No one else joined the race, so it did not have a primary election. Fletcher has raised more than triple the total of Serier’s campaign, according to campaign finance reports.

Ramsey County Board of Commissioners

Four seats on the Ramsey County board of commissioners are up for election this year. But only one race — the contest between Trista MatasCastillo and incumbent Janice Rettman is competitive. They’re squaring off to represent Falcon Heights and parts of St. Paul (District 3) in another race die-hard progressives are rallying behind someone new to replace a long-term politician. The DFL endorsed MatasCastillo at the party’s convention this spring, propelling forward her campaign that focuses on affordable housing and workers’ rights — much like her opponent.

Voters first elected Rettman to the position in 1997, and she’s sailed through every re-election since. She often goes against the board majority on votes, especially over new construction projects, which she told The Star Tribune is because she listens closely to residents and business owners who live in the affected areas. Meanwhile, MatasCastillo is targeting urbanists who are open to changes including more bike lanes and community gardens, for examples.

Primary voters chose MatasCastillo over Rettman by a wide margin: The political newcomer secured almost 44 percent, compared to the current commissioner’s 29 percent (a third candidate, Jennifer Nguyen Moore, got roughly 27 percent). MatasCastillo has also raised more campaign donations than Rettman, according to the finance reports.

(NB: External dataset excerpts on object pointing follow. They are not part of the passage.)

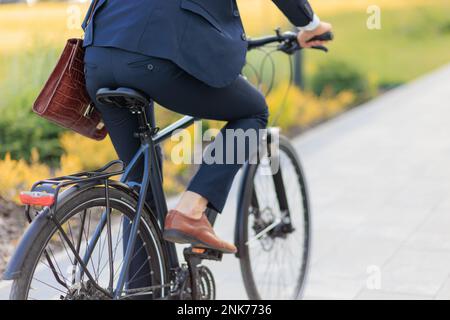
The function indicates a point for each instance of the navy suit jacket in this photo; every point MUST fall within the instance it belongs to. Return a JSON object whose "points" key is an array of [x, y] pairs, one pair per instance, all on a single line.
{"points": [[204, 37]]}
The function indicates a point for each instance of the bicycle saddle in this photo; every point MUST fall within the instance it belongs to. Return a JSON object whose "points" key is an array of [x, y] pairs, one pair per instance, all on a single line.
{"points": [[122, 97]]}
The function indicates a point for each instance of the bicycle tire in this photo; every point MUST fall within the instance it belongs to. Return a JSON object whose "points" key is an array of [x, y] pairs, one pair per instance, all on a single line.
{"points": [[96, 196], [249, 280]]}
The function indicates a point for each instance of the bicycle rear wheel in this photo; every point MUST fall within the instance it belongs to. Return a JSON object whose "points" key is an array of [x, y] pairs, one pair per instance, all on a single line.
{"points": [[51, 270], [274, 230]]}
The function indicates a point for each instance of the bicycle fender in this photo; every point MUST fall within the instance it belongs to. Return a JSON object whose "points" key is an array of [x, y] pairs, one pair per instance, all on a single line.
{"points": [[14, 267], [242, 199]]}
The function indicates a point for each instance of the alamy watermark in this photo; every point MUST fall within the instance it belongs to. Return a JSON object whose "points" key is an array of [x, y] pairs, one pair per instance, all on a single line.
{"points": [[226, 146]]}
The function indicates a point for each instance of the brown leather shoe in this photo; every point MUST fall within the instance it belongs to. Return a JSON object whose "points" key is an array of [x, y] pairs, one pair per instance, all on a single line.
{"points": [[180, 228]]}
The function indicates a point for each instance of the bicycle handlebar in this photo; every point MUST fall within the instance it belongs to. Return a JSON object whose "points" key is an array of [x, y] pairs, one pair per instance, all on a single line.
{"points": [[288, 41]]}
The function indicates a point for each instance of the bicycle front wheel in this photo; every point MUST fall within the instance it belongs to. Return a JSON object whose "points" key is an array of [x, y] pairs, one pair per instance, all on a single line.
{"points": [[52, 271], [274, 231]]}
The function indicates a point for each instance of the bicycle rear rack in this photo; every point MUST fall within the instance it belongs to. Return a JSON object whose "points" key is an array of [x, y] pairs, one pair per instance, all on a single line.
{"points": [[46, 192]]}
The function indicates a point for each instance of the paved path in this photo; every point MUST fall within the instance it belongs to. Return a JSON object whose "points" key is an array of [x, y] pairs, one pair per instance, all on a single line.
{"points": [[379, 178]]}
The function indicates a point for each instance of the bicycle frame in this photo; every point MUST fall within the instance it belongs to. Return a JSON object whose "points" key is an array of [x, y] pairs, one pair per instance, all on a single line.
{"points": [[150, 137]]}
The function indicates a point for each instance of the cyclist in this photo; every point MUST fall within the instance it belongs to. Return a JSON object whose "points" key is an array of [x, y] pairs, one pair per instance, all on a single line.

Minneapolis ballot measure

Minneapolis voters will decide if they want to change the city charter, which restricts liquor to restaurants within seven acres of commercially zoned areas, also known as the “7-acre rule.” The question for voters — Shall the Minneapolis City Charter be amended to remove from the City Charter the area and spacing requirements pertaining to liquor licenses?” — needs a 55 percent majority to pass.

Supporters say the amendment would make the city’s liquor-licensing system fairer and help them increase their bottom lines. No group or public figure has come out against it.